Another study, conducted just last year by University of Pittsburgh researchers, found that the 11.54% of influenza transmission was attributable to the workplace. Presenteeism accounted for 72% of the virus’ spread.
In that study, having access to paid sick days helped decrease the rate of transmission by 5.86% (bear in mind, Americans who have paid sick days don’t have many of them to begin with!). When researchers added an additional day or two, termed “flu days”, more employees stayed home. The rate of transmission decreased by 25.33% in workplaces given one flu day; 39.22% in workplaces given two days.
Over and above providing viruses with a larger breeding ground, presenteeism presents a very real life-and-death risk for individuals who have weakened immune systems, including pregnant women who risk more serious health problems to their unborn baby.

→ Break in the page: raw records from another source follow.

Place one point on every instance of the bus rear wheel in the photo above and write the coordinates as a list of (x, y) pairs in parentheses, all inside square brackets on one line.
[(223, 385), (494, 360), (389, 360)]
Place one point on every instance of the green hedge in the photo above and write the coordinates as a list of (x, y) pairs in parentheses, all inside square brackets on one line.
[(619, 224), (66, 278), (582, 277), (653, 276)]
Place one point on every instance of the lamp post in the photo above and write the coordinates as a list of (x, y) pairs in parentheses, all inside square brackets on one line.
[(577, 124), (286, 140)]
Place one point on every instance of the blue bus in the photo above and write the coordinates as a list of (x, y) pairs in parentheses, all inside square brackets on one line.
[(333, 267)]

But you don’t need an impaired immune system to suffer the consequences of presenteeism.
The National Institute for Occupational Safety and Health in the US also found that employees who have access to sick leave are 28% less likely to be injured in the workplace.
“Expanding sick leave programs might help businesses reduce the incidence of nonfatal occupational injuries,” the study concluded.
So, let’s just say that there’s a lot of evidence out there against Harper’s “go-to-work sick plan”. But then again, the Harper government’s never been one to be swayed by “facts” and “science”.
Sick leave is incredibly important. Let’s show our bargaining team some solidarity!